Lo peor no fue que me atormentara el subconsciente diciéndome toda clase de sinónimos de libidinoso. Ni que me recitase versos de Quevedo. Ni que me confesase que tenía ganas de ver llover, mientras yo le oía, mirando su ciertamente sensual boca, pensando que yo también quería ver llover pero desde la cama y con él desnudo dentro.
Lo peor no fue el reposabrazos que se interponía entre nuestros cuerpos y que yo gustosa hubiese quitado para tenerle más cerca, si cabe.
Lo peor no fue despedirme de él en la fila del taxi con ganas ya de besarle la boca.
Lo peor no fue la ristra de correos electrónicos que intercambiamos durante una semana y en los que la carga erótica iba en aumento.
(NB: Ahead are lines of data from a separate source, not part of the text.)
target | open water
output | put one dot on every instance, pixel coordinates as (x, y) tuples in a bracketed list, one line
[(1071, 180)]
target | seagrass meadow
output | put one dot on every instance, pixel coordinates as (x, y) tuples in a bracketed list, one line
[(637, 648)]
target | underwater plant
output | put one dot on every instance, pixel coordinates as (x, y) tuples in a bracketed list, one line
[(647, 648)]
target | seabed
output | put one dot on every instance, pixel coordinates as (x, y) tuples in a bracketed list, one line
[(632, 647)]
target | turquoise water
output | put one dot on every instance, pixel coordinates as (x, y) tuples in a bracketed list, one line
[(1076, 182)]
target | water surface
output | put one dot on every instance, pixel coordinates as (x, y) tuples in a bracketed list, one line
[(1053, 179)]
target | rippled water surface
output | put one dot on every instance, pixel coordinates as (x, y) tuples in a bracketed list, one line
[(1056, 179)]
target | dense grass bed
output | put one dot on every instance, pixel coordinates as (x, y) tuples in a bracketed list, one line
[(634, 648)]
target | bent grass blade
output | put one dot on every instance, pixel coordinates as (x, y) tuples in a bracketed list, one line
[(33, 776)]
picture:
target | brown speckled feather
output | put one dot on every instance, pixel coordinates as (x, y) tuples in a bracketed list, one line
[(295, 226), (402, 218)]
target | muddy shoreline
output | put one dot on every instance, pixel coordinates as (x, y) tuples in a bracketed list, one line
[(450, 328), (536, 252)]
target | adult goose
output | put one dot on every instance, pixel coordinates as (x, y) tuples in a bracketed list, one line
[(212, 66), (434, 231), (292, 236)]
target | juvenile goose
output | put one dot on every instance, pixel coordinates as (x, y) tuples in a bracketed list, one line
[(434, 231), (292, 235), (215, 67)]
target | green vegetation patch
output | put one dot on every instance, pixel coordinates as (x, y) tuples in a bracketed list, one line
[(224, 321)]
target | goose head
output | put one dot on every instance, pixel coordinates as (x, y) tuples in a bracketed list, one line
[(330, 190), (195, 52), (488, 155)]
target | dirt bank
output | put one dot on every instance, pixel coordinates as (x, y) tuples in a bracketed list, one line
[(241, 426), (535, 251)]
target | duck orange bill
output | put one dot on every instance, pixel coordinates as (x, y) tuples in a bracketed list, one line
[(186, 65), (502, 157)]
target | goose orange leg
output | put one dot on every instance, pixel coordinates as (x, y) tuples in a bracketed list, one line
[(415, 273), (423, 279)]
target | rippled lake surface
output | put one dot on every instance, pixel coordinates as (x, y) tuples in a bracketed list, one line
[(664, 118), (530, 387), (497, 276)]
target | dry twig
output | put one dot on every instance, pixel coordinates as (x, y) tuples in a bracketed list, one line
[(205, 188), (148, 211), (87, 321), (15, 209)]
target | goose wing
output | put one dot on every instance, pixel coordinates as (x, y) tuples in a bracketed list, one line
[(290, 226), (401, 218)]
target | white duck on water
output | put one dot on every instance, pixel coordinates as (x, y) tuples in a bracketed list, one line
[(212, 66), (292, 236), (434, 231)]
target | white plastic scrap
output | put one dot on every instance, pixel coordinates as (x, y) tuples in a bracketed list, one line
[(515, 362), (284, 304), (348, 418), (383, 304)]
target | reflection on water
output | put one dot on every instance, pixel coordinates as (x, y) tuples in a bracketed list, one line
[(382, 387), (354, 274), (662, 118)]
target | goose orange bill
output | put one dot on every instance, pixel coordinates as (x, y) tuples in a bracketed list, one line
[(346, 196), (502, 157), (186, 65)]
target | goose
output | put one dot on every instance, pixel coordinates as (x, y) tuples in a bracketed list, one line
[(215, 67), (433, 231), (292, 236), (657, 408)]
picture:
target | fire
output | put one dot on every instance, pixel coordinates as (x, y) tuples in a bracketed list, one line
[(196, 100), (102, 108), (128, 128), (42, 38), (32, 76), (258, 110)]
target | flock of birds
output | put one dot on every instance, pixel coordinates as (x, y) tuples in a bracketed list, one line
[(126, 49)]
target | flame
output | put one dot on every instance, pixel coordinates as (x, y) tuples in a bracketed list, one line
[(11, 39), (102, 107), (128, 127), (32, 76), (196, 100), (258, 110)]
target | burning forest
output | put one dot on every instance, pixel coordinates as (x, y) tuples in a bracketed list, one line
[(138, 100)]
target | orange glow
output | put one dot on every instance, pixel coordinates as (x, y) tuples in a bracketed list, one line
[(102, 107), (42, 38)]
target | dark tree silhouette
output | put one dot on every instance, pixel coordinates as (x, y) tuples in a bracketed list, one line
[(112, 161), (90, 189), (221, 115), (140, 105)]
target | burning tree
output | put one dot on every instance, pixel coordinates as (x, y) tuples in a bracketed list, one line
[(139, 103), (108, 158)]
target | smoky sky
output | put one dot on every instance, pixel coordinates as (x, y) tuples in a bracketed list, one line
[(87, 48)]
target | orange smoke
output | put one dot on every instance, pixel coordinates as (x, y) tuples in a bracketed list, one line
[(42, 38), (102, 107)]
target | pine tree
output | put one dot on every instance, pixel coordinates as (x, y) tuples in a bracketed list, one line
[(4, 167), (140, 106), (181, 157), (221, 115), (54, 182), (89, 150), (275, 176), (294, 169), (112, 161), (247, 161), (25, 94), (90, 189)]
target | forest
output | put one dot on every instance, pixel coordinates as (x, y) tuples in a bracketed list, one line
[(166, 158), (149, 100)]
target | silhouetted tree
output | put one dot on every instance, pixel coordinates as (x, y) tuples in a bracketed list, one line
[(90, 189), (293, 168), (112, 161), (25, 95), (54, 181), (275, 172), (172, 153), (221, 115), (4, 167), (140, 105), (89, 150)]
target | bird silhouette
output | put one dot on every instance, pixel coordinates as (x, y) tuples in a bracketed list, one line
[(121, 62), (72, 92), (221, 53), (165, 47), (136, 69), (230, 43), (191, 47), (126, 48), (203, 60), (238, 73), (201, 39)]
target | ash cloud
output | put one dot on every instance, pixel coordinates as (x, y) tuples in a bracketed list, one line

De forma cierta. Lo peor no fue que mis amigas los leyesen conmigo y me confirmasen “este tío quiere sexo niña”.
Lo peor ni siquiera fue, tener que limpiar la casa, polvo incluido, de cabo a rabo, ante la posibilidad de una cita inminente. Ni el tener que salir corriendo a comprar condones retirando, posteriormente, el envoltorio exterior para dar una imagen de “chica con vida sexual muy activa”. Lo peor tampoco fue el calentón acumulado de siete días, que me generaba un tremebundo dolor de ovarios. Ni tan siquiera lo peor fue tener que rebuscar en mi cajón de la ropa interior hasta dar con las bragas de follar. ¿Sabéis qué fue lo peor de todo?
Lo peor fue tener que cambiar las sábanas de la cama para nada. Joder, que ya tenía puesto el nórdico y todo.